(CN) — As the U.S. closes in on the one-year mark since adults first got vaccinated against Covid-19, offering the vaccine to children as young as 5 years old became a real, even imminent, possibility on Tuesday as experts paved the way toward vaccinating the youngest age group yet.
After a long day of presentations and questions, the U.S. Food and Drug Administration’s independent advisory panel voted in favor of allowing the Pfizer Covid-19 vaccine to be used in the 28 million American kids ages 5 to 11 years old.
Before voting on a single yes or no question — whether the benefits would outweigh the risks of expanding vaccine access to young children — panel members gave weight to the unknowns that come with new vaccines.
Some lamented the framing of the question itself. They wanted kids with health conditions, like transplant recipients or those with obesity, to be able to get vaccinated, but said that questions remain about how broadly the vaccine should be implemented in the youngest eligible.

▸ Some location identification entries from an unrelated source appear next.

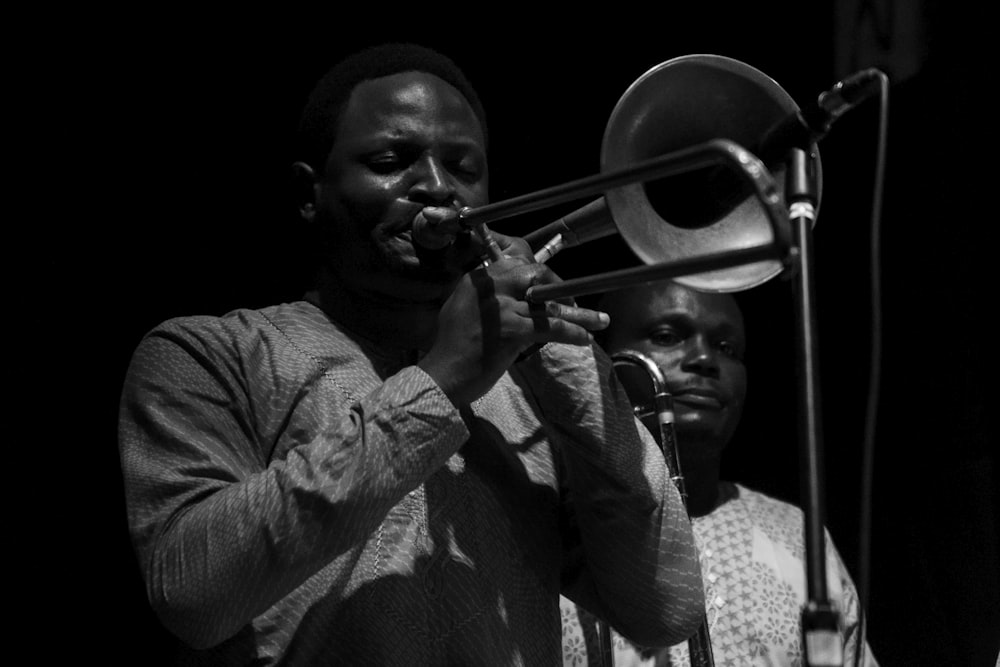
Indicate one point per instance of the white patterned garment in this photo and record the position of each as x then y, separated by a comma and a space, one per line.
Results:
753, 570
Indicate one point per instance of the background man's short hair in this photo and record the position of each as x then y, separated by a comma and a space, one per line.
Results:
321, 115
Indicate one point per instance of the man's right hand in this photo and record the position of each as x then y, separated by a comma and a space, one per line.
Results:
487, 323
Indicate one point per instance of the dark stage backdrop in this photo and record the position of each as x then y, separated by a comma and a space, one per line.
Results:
168, 168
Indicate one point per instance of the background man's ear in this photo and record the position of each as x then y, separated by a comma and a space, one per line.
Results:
304, 190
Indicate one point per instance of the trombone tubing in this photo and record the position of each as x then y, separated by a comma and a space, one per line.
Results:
688, 159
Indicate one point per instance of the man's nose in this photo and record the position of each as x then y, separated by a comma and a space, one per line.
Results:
432, 183
700, 357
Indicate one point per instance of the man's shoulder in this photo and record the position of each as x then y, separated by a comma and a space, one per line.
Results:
768, 504
236, 322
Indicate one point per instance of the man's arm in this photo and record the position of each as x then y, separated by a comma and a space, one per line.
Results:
223, 532
640, 568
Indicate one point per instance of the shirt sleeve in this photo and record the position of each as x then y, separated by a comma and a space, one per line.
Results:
850, 607
222, 531
635, 563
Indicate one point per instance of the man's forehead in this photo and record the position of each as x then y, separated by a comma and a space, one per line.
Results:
412, 91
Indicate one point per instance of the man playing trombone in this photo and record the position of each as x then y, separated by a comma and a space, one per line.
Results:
389, 471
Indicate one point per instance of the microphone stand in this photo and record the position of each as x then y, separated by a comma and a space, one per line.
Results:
665, 433
821, 639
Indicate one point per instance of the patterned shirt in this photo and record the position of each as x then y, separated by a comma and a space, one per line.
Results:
303, 496
753, 568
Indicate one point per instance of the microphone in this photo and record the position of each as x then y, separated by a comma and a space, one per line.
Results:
812, 122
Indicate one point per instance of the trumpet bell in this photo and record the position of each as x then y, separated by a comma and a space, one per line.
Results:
675, 105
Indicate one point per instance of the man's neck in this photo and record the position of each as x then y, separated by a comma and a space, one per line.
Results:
701, 482
399, 325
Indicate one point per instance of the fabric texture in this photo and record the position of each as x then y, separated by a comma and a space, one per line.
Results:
298, 495
753, 569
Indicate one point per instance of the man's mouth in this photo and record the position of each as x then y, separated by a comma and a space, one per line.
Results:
699, 399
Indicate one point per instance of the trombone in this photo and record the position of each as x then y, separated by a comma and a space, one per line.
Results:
697, 207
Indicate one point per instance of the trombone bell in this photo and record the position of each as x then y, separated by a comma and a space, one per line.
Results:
677, 104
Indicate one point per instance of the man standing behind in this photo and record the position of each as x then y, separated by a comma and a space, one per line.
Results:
751, 545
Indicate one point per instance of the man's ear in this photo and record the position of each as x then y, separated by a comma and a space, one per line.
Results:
304, 190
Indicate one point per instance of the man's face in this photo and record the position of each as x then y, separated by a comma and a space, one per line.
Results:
404, 142
697, 339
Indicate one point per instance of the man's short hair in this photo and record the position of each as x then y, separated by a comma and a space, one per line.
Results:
321, 115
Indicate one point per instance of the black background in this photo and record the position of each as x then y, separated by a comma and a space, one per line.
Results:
162, 149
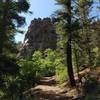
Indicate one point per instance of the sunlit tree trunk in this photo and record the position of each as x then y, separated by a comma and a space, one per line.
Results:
68, 46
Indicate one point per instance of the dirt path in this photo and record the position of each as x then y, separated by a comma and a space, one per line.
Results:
48, 90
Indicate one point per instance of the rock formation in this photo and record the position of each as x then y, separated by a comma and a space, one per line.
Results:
40, 36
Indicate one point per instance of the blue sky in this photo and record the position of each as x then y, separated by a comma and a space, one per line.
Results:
40, 8
43, 8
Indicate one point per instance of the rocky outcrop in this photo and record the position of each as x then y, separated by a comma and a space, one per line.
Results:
40, 36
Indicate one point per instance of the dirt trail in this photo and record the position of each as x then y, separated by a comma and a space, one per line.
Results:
48, 90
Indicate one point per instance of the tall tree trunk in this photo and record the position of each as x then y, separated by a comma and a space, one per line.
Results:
3, 26
68, 46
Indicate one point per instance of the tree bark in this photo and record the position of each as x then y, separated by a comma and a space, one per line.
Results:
68, 46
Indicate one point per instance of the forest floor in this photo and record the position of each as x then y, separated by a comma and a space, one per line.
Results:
48, 89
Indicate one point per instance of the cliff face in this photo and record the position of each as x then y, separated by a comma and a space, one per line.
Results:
40, 36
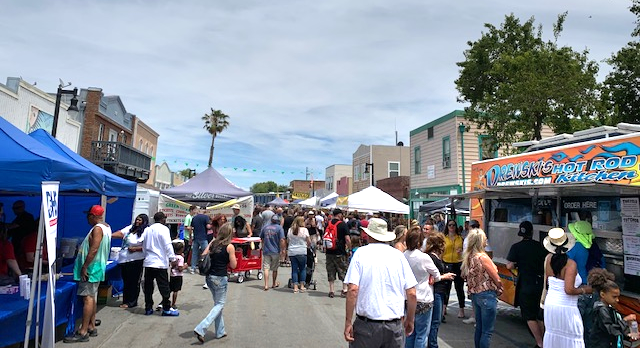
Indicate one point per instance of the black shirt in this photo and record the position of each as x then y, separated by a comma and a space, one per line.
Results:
199, 224
442, 286
219, 260
343, 232
528, 255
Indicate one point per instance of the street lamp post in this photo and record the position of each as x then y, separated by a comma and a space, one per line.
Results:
72, 107
462, 128
366, 170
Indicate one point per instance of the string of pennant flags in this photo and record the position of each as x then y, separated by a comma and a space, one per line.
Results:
261, 170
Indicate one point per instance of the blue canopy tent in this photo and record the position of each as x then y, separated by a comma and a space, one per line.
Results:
25, 162
121, 193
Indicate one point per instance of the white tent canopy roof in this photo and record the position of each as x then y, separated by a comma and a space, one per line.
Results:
374, 199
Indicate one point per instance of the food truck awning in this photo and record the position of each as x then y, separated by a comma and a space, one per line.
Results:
554, 190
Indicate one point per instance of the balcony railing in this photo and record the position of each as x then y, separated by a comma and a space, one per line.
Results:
121, 159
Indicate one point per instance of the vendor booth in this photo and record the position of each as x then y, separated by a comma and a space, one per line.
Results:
592, 180
25, 163
205, 189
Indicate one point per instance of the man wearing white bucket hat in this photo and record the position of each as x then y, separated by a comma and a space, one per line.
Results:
561, 314
379, 279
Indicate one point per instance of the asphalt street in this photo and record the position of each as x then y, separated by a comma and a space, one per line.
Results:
274, 318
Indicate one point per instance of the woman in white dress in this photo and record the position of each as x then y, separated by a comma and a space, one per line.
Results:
562, 318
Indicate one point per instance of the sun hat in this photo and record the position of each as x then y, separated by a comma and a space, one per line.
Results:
95, 210
377, 230
558, 240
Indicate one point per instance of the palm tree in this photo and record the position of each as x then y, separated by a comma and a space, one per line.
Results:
214, 123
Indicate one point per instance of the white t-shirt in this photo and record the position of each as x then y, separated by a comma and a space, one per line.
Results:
130, 240
157, 247
382, 275
298, 244
422, 266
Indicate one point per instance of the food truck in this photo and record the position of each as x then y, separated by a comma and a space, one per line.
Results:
592, 174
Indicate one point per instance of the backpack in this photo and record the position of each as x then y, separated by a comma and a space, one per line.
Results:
330, 237
239, 224
595, 257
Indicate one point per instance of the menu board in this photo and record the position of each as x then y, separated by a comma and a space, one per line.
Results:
630, 214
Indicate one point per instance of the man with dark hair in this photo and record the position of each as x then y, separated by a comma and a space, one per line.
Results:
158, 253
528, 257
337, 258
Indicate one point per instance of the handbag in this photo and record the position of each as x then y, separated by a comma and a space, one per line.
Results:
204, 264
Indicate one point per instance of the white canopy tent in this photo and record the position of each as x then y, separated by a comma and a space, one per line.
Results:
374, 199
309, 202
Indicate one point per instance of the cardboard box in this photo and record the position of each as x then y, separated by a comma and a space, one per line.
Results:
104, 293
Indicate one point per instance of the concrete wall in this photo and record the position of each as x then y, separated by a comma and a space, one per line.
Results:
21, 103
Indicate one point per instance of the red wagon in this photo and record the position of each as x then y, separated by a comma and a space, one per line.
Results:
249, 256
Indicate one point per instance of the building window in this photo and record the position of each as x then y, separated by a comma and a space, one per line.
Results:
417, 160
446, 152
487, 149
394, 169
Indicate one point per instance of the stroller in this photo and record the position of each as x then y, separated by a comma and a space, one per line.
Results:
311, 267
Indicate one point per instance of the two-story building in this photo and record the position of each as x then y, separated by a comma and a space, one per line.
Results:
338, 178
28, 108
376, 162
108, 136
441, 155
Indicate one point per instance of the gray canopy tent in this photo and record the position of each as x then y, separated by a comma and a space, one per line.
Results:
207, 187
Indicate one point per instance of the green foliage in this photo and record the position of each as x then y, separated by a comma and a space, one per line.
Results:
268, 186
214, 123
516, 82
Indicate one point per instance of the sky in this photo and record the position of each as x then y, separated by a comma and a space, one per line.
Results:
304, 82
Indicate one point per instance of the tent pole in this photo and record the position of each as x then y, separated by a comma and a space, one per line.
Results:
37, 268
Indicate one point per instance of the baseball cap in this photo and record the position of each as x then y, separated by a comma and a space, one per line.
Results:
95, 210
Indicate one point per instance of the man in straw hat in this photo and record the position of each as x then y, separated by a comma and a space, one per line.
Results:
379, 279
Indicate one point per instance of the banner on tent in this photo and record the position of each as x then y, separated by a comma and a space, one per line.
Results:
246, 207
174, 209
50, 213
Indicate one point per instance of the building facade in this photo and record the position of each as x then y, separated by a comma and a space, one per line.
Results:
383, 161
334, 173
28, 108
437, 168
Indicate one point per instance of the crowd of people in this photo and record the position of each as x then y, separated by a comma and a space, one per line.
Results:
396, 279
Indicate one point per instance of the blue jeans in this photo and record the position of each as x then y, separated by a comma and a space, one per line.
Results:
198, 247
436, 317
218, 287
485, 305
421, 328
298, 268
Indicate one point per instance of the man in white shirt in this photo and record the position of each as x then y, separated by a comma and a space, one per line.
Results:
158, 253
379, 279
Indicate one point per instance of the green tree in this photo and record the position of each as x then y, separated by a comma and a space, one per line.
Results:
516, 82
621, 87
214, 122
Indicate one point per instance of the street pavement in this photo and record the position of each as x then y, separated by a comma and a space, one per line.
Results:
275, 318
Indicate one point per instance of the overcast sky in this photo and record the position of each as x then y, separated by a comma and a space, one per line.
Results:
304, 82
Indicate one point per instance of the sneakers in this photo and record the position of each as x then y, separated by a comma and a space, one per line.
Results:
470, 320
171, 313
77, 338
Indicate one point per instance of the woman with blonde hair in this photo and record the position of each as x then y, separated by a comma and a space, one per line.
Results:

“I’m torn,” said Dr. Cody Meissner, a professor of pediatrics at Tufts University School of Medicine in Boston. He said he believed the vaccine is effective, and wants to be able to offer it to parents who have been anxiously awaiting the opportunity.
"I am just worried that, if we say yes, that the states are going to mandate administration of this vaccine for children to children, in order to go to school, and I do not agree with that," he said. "I think that would be an error at this time, until we get more information about the safety."
Most vaccine mandates for adults came after the FDA fully approved the vaccine for those 18 and older.
Conversations about kids’ health are especially difficult, noted Dr. Amanda Cohn, chief medical officer of the National Center for Immunizations and Respiratory Diseases at the Centers for Disease Control and Prevention.
“When we are talking about children we both don't accept death and severe outcomes in the same way that maybe we accept, to some degree, in older age groups. But we also don’t accept risks,” Cohn said.
While older adults are harder hit by the coronavirus compared to kids, 584 children have died from Covid-19, according to the latest data from the American Academy of Pediatrics and the Children’s Hospital Association.
“To me, the question is pretty clear,” Cohn said. “We don't want children to be dying of Covid, even if it is far fewer children than adults, and we don’t want them in the ICU.”
Panelists agreed, nearly unanimously, with 17 yes votes, zero no votes and one abstention.
Dr. Eric J. Rubin, a physician at Boston's Brigham and Women’s Hospital and immunology professor at the Harvard T.H. Chan School of Public Health, noted that the lack of data on side effects would only improve by expanding the vaccine’s use.
“We’re never going to learn about how safe this vaccine is unless we start giving it,” he said. “That’s just the way it goes.”
Dr. James Hildreth Sr., a professor and chief executive officer of Meharry Medical College, stressed the need for follow-up studies by the CDC after the vaccine is rolled out to kids.
“I voted yes primarily because I want to make sure that the children who really need this vaccine — primarily the Black and brown children in our country — get the vaccine,” he said. “I hope that the [CDC’s Advisory Committee on Immunization Practices] will prioritize the vaccine, in some ways, and make sure that that actually happens.”